Inoltre tutti i calcoli dei saldi da raggiungere è stata fatta basandosi sulle previsioni di crescita del PIL effettuate dal Governo nel DEF (Documento di Economia e Finanza) presentato in aprile, che ipotizza una crescita del +1.1% per il 2011, +1.3% per il 2012, +1.5% per il 2013. Queste stime, che io ritenevo già allora un po’ troppo ottimistiche, sono state completamente travolte dal mutamento di scenario economico che ci ha portato l’estate. Ora tutti gli istituti di ricerca hanno già ampiamente tagliato le stime di circa metà e prevedono mediamente una crescita intorno a +0,6% per il 2011 e +0,2% per il 2012. Anche il Governo ha abbassato ieri le previsioni di crescita, aggiungendo però che i saldi della manovra non devono essere modificati. Allora significa che prima erano eccessivi? Oppure è l’ennesima dimostrazione di dilettantismo che, oltre ai ministri, imperversa anche tra i tecnici?

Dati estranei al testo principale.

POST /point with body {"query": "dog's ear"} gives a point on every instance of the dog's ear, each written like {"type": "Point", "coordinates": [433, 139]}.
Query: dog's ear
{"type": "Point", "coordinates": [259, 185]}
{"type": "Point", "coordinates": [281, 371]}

Se oltre agli errori di stima del Governo proviamo a considerare anche gli effetti pesantemente recessivi provocati dalle due manovre di luglio ed agosto, e che impatteranno soprattutto a partire dal prossimo anno, aggiungendosi al naturale rallentamento che il ciclo sta subendo in tutti i paesi occidentali, ritengo realistico ipotizzare una recessione abbastanza significativa per il 2012 e forse anche per il 2013, con evidente riduzione del già sovrastimato gettito fiscale e necessità di misure di ammortizzazione sociale che vanificheranno parte dei tagli. Aggiungiamo infine l’inasprimento dei tassi di interesse che l’aumento dello spread ha sancito, che comporterà maggiori interessi da pagare rispetto a quelli passati. Il risultato certo è l’impossibilità di raggiungere il pareggio di bilancio se non si provvederà ad altre manovre per un importo medio che possiamo stimare in una ventina di miliardi l’anno aggiuntivi a partire dal prossimo.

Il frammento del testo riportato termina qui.